Gli agenti hanno provveduto a censire i nuclei familiari presenti, ciò propedeutico ad una maggiore conoscenza del dato anagrafico dei residenti; si è inoltre proceduto all’identificazione di decine di nomadi e alla verifica dei precedenti di polizia ed eventuali pendenze con la giustizia, nonché alla regolarità della loro presenza sul territorio. Si è anche proceduto al controllo di tutti i veicoli presenti nel campo, al controllo dei relativi documenti e delle prescrizioni per la corretta circolazione su strada.

I controlli hanno dato esito negativo, dimostrando la notevole integrazione raggiunta dai residenti del campo che, si ricorda, è il più grande della Regione Toscana.

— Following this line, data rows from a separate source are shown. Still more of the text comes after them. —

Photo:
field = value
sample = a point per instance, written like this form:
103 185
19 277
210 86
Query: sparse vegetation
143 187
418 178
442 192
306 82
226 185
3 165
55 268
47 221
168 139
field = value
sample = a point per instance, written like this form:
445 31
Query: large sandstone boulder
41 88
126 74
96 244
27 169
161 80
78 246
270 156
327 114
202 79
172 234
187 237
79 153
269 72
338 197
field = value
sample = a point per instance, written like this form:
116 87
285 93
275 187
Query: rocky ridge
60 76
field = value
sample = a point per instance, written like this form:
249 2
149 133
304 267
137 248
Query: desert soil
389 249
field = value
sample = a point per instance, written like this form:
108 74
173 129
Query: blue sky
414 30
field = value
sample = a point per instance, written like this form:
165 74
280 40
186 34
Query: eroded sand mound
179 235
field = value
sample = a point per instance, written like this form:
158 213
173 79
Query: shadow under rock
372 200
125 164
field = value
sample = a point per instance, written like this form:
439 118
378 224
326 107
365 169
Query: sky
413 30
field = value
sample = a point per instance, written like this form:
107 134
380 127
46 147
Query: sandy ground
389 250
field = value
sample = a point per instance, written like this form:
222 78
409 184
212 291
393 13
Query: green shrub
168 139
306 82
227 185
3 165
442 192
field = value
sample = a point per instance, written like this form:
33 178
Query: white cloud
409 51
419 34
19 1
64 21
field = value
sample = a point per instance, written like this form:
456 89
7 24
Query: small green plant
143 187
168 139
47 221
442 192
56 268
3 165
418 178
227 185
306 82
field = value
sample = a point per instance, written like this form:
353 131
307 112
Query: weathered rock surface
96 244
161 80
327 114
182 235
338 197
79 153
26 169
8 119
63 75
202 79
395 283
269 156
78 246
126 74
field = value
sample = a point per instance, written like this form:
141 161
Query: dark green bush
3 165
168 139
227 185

Tuttavia, i controlli di natura ambientale, condotti dal Corpo Forestale dello Stato, hanno permesso di denunciare tre persone di nazionalità macedone all’Autorità Giudiziaria.

I primi due residenti sono stati denunciati per attività di gestione illecita dei rifiuti, svolta in assenza delle necessarie iscrizioni all’albo dei gestori ambientali. Sequestrati circa 30 chili di rame in matasse ricavati dallo smontaggio di piccoli elettrodomestici. Il rame era stoccato in alcuni contenitori cilindrici.

Un altro soggetto è stato denunciato perché, pur essendo iscritto alla Camera di Commercio in qualità di raccoglitore di ferro vecchio, non aveva ancora ottenuto l’iscrizioni all’albo dei gestori ambientali e aveva, di conseguenza, dato luogo ad un deposito illecito di rifiuti in assenza delle necessarie autorizzazioni. Lo stesso è stato denunciato anche per invasione di proprietà demaniale, visto che lo stoccaggio avveniva su area del demanio. L’area, contenente circa 300 kg di laminati metallici e profilati d’alluminio, è stata posta sotto sequestro.

I servizi, disposti dal Questore di Pisa Gianfranco Bernabei, saranno ripetuti con regolarità.